Now I’m not asking everyone for a $2,000 donation.

That’s not feasible for some – and for some it is not enough. Not everyone is in the same situation, financial or otherwise. Some households are one person, some are two, some are four or more. Some are fixed income, some are two-earner. I’m not asking you to give until it hurts. But I am asking you to give, and to give generously. All members have to take the specifics of their lives and checkbooks into account when deciding on their pledge.

So there’s one more way to consider what pledge is right for you. In everyone’s pledge packet there’s a handy reference guide to median family income in the US, New York, and Westchester, and a chart specifying what 1, 2, 3, 4 and 5% of income levels (ranging from $10,000 to $240,000) actually comes out to. There’s no way to address everyone’s personal situation, so I’m going to use as an example a family with the median Westchester income of about $77,000 annually. If that family were going to tithe (give 10%) to the society, as many churchgoers do, their contribution would be almost $8,000. You can breathe out now: I’m not asking you to tithe. (Though you are of course welcome to!) But perhaps more realistic is a 2% contribution, or very roughly $1,500.

What I am asking all members to do is think very carefully about their pledge this year, look at your own personal numbers on the chart, and shoot for that 2%.

There are a couple caveats to all this.

#1: We’re talking about one way to raise contributions from members: more money per member.
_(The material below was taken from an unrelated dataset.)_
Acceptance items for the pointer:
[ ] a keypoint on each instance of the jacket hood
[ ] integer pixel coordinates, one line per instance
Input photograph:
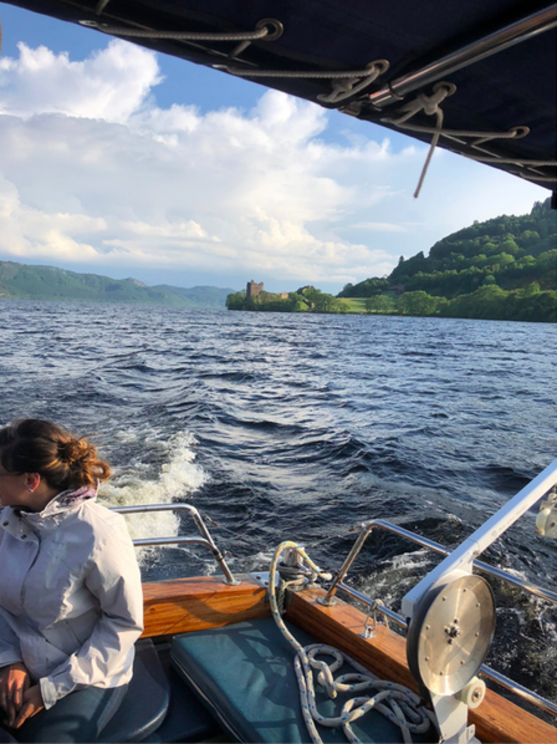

The other way to do it, of course, is to get more members. That’s really a topic for another day, but I do hope many of our activities and “Deed Donations” serve in some part to further that goal.

#2: Not everyone can afford the same level of contribution. That’s why we don’t place a specific price on membership. If your 2% is $100, that’s just as meaningful to the Society as someone else’s 2% that may be $1,000, or $5,000. But this means that if we want to make budget, for everyone who pays less, someone else needs to pay more. This is part of what it means to be a community: we all give, so we all can receive.

I want to mention one last way you can help the Society financially – without increasing your pledge even more. And that is, to make your pledge in the form of a monthly, rather than annual contribution. And to set it up for automatic monthly payment from your bank (if you do e-banking). No one will complain if you prefer to contribute in one lump sum at the beginning of the (pledge) year. But monthly installments arriving at regular times makes our income more predictable, and spread out more like our expenses are, and smoothes the bookkeeping a bit. So I’ll break it down one more time: That median income pledge of $1500/year would come out to $125 per month. That’s about $30 a week – or, about the price of one latte a day. I hope we all get much more out of the Society than we would get from a daily shot of caffeine. And that we give as good as we get.